WordSegmentation in SymSpellPlusPlus - c++

I'd like to use C++ version of SymSpell, which is called SymSpellPlusPlus. In C# version using WordSegmentation looks like this (from the first link):
//word segmentation and correction for multi-word input strings with/without spaces
inputTerm="thequickbrownfoxjumpsoverthelazydog";
maxEditDistance = 0;
suggestion = symSpell.WordSegmentation(input);
//display term and edit distance
Console.WriteLine(suggestion.correctedString + " " + suggestion.distanceSum.ToString("N0"));
In C++ version method WordSegmentation returns shared pointer (from the second link):
...
shared_ptr<WordSegmentationItem> WordSegmentation(const char* input)
{
return WordSegmentation(input, this->maxDictionaryEditDistance, this->maxDictionaryWordLength);
}
shared_ptr<WordSegmentationItem> WordSegmentation(const char* input, size_t maxEditDistance)
{
return WordSegmentation(input, maxEditDistance, this->maxDictionaryWordLength);
}
shared_ptr<WordSegmentationItem> WordSegmentation(const char* input, size_t maxEditDistance, size_t maxSegmentationWordLength)
{
// lines 1039 - 1179 under second link
std::vector<shared_ptr<WordSegmentationItem>> compositions;
...
return compositions[circularIndex];
}
In my code I tried among others the following code:
const char* inputTerm = "whereis th elove hehad dated forImuch of thepast who couqdn'tread in sixtgrade and ins pired him";
auto suggestions = symSpell.WordSegmentation(inputTerm);
But it gives an error:
free() invalid next size (fast)
It is related to memory error, but I don't know how to overcome this problem.
Class WordSegmentationItem looks as follows (lines 292-325 in second link):
class WordSegmentationItem
{
public:
const char* segmentedString{ nullptr };
const char* correctedString{ nullptr };
u_int8_t distanceSum = 0;
double probabilityLogSum = 0;
WordSegmentationItem() { }
WordSegmentationItem(const symspell::WordSegmentationItem & p)
{
this->segmentedString = p.segmentedString;
this->correctedString = p.correctedString;
this->distanceSum = p.distanceSum;
this->probabilityLogSum = p.probabilityLogSum;
}
WordSegmentationItem& operator=(const WordSegmentationItem&) { return *this; }
WordSegmentationItem& operator=(WordSegmentationItem&&) { return *this; }
void set(const char* pSegmentedString, const char* pCorrectedString, u_int8_t pDistanceSum, double pProbabilityLogSum)
{
this->segmentedString = pSegmentedString;
this->correctedString = pCorrectedString;
this->distanceSum = pDistanceSum;
this->probabilityLogSum = pProbabilityLogSum;
}
~WordSegmentationItem()
{
delete[] segmentedString;
delete[] correctedString;
}
};
How should I get the correctedString from the WordSegmentationItem?
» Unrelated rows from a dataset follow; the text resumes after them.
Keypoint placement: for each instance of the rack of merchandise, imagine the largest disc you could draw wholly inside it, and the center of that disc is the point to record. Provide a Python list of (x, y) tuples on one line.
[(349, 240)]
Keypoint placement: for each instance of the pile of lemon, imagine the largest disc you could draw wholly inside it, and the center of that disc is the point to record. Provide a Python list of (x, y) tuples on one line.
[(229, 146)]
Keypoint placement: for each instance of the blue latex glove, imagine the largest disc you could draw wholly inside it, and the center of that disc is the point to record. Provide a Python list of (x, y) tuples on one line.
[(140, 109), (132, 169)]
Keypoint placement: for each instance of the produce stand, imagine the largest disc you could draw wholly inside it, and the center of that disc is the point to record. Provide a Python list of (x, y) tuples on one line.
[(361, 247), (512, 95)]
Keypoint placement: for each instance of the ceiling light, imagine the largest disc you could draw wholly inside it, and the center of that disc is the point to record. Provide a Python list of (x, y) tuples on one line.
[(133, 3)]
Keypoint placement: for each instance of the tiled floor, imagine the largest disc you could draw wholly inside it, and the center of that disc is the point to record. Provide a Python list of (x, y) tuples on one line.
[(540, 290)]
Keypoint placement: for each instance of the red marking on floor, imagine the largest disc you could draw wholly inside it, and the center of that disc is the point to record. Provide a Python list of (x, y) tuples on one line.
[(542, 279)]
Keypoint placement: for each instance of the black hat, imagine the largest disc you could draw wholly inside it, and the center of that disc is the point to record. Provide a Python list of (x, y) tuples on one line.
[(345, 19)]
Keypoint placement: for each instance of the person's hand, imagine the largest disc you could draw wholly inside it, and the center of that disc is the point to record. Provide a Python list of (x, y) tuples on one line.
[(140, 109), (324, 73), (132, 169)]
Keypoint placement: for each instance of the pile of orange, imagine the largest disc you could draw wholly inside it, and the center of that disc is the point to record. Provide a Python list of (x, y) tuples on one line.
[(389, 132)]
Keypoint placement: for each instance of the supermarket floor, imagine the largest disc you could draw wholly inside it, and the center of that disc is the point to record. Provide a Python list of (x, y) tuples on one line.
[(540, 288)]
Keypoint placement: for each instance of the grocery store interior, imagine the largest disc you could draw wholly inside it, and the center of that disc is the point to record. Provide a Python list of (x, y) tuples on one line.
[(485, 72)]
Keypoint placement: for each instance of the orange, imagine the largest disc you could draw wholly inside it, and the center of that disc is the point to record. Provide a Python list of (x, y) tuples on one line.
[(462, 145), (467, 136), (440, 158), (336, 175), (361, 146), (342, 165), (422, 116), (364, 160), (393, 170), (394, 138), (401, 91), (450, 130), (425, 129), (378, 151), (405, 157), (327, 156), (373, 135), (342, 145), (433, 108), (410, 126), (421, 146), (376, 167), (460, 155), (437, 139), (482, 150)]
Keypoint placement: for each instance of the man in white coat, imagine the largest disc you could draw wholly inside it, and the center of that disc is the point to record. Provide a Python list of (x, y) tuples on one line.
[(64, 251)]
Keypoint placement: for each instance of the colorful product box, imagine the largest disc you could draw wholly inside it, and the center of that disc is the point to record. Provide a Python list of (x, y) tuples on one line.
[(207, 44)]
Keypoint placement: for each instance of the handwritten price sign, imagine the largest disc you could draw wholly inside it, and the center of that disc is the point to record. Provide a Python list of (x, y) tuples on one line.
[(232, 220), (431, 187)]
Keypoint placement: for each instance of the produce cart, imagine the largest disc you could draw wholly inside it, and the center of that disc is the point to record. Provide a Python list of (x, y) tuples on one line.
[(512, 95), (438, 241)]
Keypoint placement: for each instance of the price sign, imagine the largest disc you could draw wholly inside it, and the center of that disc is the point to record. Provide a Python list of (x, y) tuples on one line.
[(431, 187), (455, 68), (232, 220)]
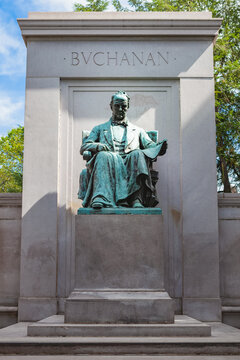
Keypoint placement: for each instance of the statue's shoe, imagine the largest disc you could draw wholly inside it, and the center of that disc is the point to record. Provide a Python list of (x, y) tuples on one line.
[(97, 205), (137, 203)]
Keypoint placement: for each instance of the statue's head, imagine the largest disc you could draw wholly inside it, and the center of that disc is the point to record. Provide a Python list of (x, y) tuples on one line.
[(119, 105)]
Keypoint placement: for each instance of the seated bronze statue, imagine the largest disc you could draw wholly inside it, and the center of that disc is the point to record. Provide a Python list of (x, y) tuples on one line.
[(119, 167)]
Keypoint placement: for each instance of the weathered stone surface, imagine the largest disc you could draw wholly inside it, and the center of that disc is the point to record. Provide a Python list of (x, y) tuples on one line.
[(60, 94), (182, 326), (119, 274), (119, 307), (119, 252)]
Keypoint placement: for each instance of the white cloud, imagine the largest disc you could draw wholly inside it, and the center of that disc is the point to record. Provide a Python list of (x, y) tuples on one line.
[(11, 112), (12, 49), (54, 5), (46, 5)]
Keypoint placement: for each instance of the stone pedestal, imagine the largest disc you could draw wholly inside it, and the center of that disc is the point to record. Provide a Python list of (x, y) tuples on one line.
[(119, 271)]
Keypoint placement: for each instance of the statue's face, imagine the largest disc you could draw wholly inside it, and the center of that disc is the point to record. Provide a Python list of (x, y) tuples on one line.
[(119, 109)]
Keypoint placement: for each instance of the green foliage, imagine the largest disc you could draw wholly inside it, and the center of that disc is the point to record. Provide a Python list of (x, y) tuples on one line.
[(92, 5), (226, 72), (11, 160)]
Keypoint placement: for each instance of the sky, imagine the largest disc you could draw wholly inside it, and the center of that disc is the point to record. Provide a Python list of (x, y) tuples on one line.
[(13, 56)]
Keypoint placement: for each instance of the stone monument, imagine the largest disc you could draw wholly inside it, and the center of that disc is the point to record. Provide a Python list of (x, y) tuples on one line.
[(75, 62)]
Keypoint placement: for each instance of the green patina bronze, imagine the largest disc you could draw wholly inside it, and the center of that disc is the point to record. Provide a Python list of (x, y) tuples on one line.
[(119, 164)]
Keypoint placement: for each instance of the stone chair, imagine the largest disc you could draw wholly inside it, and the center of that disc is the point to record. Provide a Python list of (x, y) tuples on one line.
[(87, 155)]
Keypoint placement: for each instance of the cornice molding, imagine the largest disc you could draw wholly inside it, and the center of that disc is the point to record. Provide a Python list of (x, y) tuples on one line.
[(228, 200), (181, 25), (10, 199)]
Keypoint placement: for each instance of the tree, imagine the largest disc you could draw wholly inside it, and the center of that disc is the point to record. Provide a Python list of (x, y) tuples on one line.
[(11, 160), (226, 72)]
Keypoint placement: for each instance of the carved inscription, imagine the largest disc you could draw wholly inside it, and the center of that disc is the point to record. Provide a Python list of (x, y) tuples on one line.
[(116, 58)]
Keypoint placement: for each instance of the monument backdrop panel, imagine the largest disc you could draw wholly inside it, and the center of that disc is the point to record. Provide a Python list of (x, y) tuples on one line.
[(167, 68)]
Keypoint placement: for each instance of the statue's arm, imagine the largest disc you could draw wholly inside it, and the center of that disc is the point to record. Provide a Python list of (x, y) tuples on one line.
[(145, 140), (147, 143), (92, 143)]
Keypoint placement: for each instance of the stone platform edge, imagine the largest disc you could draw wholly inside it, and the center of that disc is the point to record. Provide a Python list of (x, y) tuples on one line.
[(120, 211)]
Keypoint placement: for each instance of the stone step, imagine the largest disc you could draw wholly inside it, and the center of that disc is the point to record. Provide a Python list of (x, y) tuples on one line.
[(225, 341), (116, 357), (182, 326)]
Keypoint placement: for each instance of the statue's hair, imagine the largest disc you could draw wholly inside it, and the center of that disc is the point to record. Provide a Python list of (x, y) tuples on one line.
[(120, 94)]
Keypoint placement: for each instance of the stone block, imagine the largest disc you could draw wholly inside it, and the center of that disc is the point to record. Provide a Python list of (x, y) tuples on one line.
[(119, 271), (182, 326), (119, 252), (119, 307)]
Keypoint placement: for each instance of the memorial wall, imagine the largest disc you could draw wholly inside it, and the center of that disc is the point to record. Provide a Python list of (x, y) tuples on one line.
[(75, 62)]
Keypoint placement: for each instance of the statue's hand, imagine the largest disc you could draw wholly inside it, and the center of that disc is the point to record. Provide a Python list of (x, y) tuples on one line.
[(163, 148), (102, 147)]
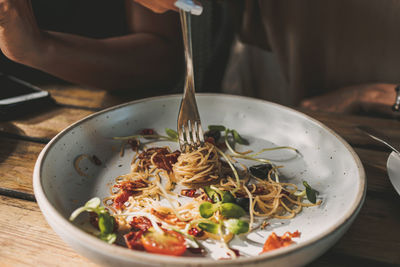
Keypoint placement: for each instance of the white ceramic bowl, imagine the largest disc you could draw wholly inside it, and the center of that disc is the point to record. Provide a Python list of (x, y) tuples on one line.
[(329, 164)]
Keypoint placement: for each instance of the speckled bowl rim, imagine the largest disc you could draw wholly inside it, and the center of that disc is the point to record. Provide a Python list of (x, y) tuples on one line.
[(116, 251)]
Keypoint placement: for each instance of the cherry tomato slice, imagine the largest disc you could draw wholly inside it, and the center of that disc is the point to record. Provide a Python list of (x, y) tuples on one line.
[(169, 243)]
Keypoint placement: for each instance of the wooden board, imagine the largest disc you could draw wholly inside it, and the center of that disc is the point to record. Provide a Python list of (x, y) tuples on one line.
[(345, 126), (45, 124), (17, 160), (27, 240)]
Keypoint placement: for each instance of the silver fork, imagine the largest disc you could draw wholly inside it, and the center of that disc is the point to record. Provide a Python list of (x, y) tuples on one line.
[(189, 125)]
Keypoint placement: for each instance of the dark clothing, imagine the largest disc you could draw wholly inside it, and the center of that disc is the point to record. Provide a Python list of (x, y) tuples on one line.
[(320, 46)]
The library is buggy and the author needs to make some fixes.
First, compiling gives us a warning about SuggestItem::ShallowCopy, which returns a local variable by reference. Very bad! We can change that to return by value, probably.
This doesn't fix the crash, though.
If we clone the library's repo then run the following testcase in a debugger:
#include "symspell6.h"
int main()
{
const char* inputTerm = "whereis th elove hehad dated forlmuch of thepast who couqdn'tread in sixtgrade and ins pired him";
symspell::SymSpell symSpell;
auto suggestions = symSpell.WordSegmentation(inputTerm);
}
…we see that returning compositions[circularIndex] from the WordSegmentation function is causing an invalid access in the shared_ptr constructor. This suggests that circularIndex is out-of-bounds and giving us a non-existent shared_ptr. Indeed, circularIndex is 95 but compositions.size() is 0!
The function is lacking some serious error checking.
Now, only the author (or at least someone who knows what the library is supposed to do; that's not me!) can fix this properly. But as a quick patch I added the following after line 1055:
if (compositions.empty())
return nullptr;
…and it now at least runs.
It seems that the function assumes the dictionary is non-empty. I don't know whether that's expected behaviour or not (other than the missing error checking as detailed above).
The project is in serious need of some documentation, because no preconditions or postconditions are mentioned for these functions and there is no indication as to how the library is supposed to be used. Again, the author should fix these things.

Related

Is there a C++ Language Feature Mark a Variable to Prevent/Warn about Later Usage in the same Scope?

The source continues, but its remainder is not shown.